Tuning Into Medical Implants With The RTL-SDR

With a little luck, you will live your whole life without the need for an implanted medical device. But if you do you end up with the news that your doctor will install an active transmitter in your body, you may break the software-defined radio (SDR) and see if you can decode its transmission as [James Wu] did it recently.

Before the Medtronic Bravo Reflux capsule is attached to the lower part of the esophagus, [James] you took a good look at the pencil-width gadget demonstration unit. Although the medical technician told him that the device used a “Bluetooth-like” communication protocol to transmit the pH of his esophagus to a wearable receiver, the large 433 placed on the hardware made him think it was worth taking a closer look at the documentation. Of course, its entry into the FCC database not only confirmed that the radio transmitted a 433.92 MHz encoded OOK-PWM signal, but even broke the contents of each packet. If only it was always that easy, right?

In the end, 433 was a coincidence, but it got him on the right track.

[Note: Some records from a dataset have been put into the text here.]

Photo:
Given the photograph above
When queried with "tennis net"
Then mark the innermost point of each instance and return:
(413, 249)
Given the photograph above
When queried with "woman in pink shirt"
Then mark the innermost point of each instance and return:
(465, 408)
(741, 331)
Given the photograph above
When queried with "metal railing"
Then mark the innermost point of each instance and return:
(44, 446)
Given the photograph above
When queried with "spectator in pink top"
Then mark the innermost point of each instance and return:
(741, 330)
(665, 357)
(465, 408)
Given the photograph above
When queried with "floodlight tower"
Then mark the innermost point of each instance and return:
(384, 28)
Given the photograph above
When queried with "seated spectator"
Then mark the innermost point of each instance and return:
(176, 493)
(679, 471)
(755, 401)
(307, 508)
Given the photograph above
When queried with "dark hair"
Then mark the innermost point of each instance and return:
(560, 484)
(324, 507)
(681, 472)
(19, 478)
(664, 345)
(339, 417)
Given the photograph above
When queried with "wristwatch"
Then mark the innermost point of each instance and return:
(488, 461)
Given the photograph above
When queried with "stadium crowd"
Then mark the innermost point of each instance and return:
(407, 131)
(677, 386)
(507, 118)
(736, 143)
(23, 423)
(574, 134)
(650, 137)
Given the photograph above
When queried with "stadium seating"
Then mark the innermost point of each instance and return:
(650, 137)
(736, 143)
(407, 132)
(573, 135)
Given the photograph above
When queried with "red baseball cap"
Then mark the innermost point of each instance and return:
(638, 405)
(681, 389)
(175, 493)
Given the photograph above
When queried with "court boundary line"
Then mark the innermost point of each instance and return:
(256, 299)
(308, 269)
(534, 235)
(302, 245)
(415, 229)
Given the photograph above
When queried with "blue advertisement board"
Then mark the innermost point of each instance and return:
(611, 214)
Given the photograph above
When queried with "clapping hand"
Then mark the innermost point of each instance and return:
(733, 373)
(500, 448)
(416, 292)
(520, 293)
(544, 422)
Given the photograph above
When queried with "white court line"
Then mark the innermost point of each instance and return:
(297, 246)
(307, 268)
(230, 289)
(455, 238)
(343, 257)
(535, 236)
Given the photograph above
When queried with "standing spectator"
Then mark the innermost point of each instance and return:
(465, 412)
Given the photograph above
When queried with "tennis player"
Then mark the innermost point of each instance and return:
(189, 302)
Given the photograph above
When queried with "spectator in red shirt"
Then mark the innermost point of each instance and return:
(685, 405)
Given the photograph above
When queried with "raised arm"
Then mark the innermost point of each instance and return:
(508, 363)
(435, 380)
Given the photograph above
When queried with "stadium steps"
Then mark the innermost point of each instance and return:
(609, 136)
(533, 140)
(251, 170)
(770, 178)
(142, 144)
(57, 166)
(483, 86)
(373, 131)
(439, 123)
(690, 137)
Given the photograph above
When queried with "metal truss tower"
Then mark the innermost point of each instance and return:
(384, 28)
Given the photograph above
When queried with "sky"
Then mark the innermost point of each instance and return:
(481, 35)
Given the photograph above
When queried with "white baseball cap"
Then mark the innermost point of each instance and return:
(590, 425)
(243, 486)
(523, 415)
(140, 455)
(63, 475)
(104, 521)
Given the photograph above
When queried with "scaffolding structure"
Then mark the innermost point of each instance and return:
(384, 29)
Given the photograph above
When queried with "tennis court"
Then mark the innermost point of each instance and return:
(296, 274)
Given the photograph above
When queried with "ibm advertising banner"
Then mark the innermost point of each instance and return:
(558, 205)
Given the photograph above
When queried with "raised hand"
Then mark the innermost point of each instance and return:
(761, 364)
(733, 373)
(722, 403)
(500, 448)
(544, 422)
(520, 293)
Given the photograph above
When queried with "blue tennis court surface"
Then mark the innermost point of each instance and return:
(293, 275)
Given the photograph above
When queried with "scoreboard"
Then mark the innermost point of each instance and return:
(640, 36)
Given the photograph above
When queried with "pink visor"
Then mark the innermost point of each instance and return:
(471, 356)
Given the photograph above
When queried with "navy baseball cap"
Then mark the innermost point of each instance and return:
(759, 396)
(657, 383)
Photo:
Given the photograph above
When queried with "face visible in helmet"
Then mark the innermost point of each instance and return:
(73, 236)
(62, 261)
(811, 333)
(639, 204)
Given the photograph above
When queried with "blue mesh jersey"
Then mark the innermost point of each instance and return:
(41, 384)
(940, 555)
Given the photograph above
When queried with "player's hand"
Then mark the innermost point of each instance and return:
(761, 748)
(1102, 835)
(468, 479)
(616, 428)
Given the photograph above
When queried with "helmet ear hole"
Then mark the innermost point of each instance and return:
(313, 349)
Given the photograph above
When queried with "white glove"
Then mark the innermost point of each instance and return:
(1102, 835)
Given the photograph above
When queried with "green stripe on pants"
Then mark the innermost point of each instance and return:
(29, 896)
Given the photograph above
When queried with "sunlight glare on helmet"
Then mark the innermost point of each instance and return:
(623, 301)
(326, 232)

Of course, he still had to put this information into practice, so the next step was to create a configuration file for the popular rtl_433 a program that divides each package into its main parts. This part of the recording is especially interesting for those who may want to download data from their own 433 MHz sensors, medical or otherwise

Unfortunately, one piece of the puzzle was still missing. He knew which field was the pH value from the FCC database, but the 16-bit integer he was getting didn’t make any sense. After several more hardware studies that revealed another attempt to decode transmissions from the early days of the RTL-SDR project, he realized what he actually saw was a combination of two 8-bit pH measurements being sent simultaneously.

We were pleasantly surprised to see how much public information [James] managed to find out about the Medtronic Bravo Reflux capsule, but in a perfect world this would be the norm. You deserve to know everything you need to know about some of the electronics that will be placed in your body, but for now movement to open hardware medical devices struggles to gain a lot of traction.